Indeed, Cohen perfected the art of repeating certain words and phrases as one would when calling upon a higher power, or attempting to slip into a meditative state. His spoken word deliveries sound less like a beatnik poet and more like scriptural recitation, yet are also riddled with all the typical faults of a man and massaged with a quietly biting humor.
I don’t know where he is now. I’d like to think he’s back on boogie street, but perhaps that’s wishful thinking. We cannot say, and neither can he. The only thing for sure is that he’s gone.
He is gone. But his work remains, which of course means that he is not gone at all.

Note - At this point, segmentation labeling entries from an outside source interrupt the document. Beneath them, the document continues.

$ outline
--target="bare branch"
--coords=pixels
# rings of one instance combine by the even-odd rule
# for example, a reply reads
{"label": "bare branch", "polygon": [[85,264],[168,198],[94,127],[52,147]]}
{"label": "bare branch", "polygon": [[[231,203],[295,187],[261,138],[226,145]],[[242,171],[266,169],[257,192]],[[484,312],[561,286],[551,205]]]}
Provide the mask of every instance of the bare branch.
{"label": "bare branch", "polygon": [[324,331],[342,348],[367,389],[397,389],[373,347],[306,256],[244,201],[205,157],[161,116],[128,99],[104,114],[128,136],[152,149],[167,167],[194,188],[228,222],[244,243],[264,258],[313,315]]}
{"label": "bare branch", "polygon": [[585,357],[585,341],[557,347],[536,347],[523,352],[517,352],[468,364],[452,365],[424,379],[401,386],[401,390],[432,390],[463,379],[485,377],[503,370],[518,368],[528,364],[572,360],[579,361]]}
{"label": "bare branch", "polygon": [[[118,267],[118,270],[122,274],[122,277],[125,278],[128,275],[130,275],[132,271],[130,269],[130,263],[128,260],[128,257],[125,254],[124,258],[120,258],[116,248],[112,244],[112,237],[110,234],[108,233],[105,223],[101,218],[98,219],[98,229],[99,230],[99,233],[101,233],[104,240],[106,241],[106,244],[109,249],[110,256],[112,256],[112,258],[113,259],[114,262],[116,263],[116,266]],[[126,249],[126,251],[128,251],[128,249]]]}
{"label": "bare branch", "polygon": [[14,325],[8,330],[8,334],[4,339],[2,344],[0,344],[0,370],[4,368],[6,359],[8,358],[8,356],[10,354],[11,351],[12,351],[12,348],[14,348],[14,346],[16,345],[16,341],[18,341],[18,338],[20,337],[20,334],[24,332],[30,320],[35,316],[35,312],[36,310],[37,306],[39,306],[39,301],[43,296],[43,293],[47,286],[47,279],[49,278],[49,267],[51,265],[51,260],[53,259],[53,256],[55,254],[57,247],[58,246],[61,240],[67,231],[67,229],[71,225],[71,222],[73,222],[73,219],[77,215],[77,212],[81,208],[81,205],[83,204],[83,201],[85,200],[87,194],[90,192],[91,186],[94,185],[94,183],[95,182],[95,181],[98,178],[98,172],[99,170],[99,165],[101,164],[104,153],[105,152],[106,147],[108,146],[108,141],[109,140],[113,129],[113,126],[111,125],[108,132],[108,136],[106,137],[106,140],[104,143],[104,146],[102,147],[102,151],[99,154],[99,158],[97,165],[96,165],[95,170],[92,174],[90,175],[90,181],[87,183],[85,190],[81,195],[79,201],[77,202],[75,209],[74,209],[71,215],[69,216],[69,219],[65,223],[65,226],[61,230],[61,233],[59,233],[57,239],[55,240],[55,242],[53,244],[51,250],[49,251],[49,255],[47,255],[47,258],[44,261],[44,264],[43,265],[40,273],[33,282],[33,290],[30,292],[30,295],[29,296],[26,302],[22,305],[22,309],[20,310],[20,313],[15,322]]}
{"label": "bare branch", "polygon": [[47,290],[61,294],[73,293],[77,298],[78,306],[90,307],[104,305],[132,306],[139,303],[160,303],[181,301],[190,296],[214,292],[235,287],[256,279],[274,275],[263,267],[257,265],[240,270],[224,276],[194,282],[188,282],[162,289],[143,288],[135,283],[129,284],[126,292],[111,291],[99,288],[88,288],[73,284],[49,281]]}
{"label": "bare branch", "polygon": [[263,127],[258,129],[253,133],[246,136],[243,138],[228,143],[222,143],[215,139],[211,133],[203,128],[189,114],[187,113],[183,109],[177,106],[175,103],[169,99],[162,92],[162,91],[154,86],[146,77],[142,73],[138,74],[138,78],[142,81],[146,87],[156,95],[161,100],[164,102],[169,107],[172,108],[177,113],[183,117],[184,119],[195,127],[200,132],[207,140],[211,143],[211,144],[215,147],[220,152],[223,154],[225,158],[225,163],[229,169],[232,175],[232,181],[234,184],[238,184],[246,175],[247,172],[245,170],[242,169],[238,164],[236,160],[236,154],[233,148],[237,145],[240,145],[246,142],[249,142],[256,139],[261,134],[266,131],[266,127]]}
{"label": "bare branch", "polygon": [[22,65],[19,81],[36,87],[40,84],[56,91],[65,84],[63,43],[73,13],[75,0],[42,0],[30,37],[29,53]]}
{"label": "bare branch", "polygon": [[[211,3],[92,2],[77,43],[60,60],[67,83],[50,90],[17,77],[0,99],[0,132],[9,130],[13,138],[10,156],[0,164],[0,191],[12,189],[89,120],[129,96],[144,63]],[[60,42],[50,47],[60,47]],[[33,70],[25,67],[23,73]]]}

These are my memories of Leonard Cohen.
*There really is just something stark and desolate and inherently apocalyptic evoked in much of Cohen’s work. Not only did I immediately imagine a desert the very first time I heard “Waiting for the Miracle,” but it turned out that Natural Born Killers actually opens on images of a desert set to that song. (And the movie’s entire end credits are essentially a music video for Cohen’s “The Future,” a nightmarish trip through a violent American landscape on the eve of destruction). Also, well before Oliver Stone, Werner Herzog used tracks from Cohen’s first album to score Fata Morgana’s visions of a desert wasteland.
**My friend and I would see him again later that year — where I’d finally get to hear “Waiting for the Miracle” performed live — this time in St. Louis. This particular show ended up being complicated for me for a variety of reasons. I was emotionally compromised, as Spock, my other favorite Jewish Canadian named Leonard, might say. It in some ways equaled and in others surpassed the previous show, though nothing can compare to that very first time I realized I was in the same room as Leonard Cohen. That concert, however, saw us seated next to a gentlemen who proceeded to talk through the Entire. Fucking. Show. I was happy to be rid of him this time.
Addendum: Cohen’s actual quote from the concert is, “I was 60 years old. Just a kid with a crazy dream.” Apparently he had a couple of different plays on that joke, but this was the one he used when I saw him. However, I opted to go with my slightly misremembered version, because memory seems more significant in this instance.